Vous avez écrit une biographie passionnante qui raconte votre enfance et la maison de vos parents. Lors d’un passage, vous décrivez votre maman, à la sortie du Chabbath, après la Havdala, qui regardait par la fenêtre et espérait le voir arriver (le Machia’h)…

La foi chez vous et vos parents, ce n’est pas de la théorie. Mais du vécu. Au quotidien, dans la vie de tous les jours. De là vient votre sérénité ?

Vous me voyez sereine, mais je pense que je ne le suis pas assez. Après avoir vu à milles reprises comment D.ieu gère le monde, je m’en veux de ne pas l’être plus.

Bien sûr, il y a des problèmes, mais ils ne sont là que pour nous rapprocher de Lui, car, au final, c’est Lui qui arrange tout. Et à mon âge, avec mon expérience et mon vécu, c’est tellement flagrant. Avec le temps, je me rends compte que tous les soucis n’étaient là que pour me rapprocher de Lui et faire de la Téfila.

Mais attention, je pense qu’il faut chercher des solutions, on est dans ce monde-ci pour travailler ! On ne doit pas attendre passivement que les choses s’arrangent d’elles-mêmes. Mais parfois, après avoir essayé de solutionner un problème, il faut savoir accepter le dénouement, même si, a priori, on ne l’aurait pas choisi. Et on verra au bout du compte que c’était pour le bien.

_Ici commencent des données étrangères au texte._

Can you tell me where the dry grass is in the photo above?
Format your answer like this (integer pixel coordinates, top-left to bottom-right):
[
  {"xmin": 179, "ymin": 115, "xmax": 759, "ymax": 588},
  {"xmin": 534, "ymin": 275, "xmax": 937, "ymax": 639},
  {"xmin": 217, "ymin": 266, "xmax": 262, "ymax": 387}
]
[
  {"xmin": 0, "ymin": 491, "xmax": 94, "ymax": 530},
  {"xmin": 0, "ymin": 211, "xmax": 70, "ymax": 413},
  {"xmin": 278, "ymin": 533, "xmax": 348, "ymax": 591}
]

Vous avez atteint vos objectifs…

Ce qui est sûr, c’est que je sens une plénitude intérieure, je suis en harmonie avec moi-même. La Torah n’a rien frustré en moi, bien au contraire : elle m’a discipliné et m’a permis d’exprimer mes forces. Je remercie Hachem.

Avant de nous quitter, Mme Blum me fait découvrir une petite pièce secrète : elle a aménagé sous l’escalier intérieur de son appartement, une pièce grandeur de poupée, avec des jeux, chaises et table à dimension réduite, où ses petits-enfants peuvent jouer lorsqu’ils viennent la visiter.

Mme Blum, ou l’art d’être grand-mère.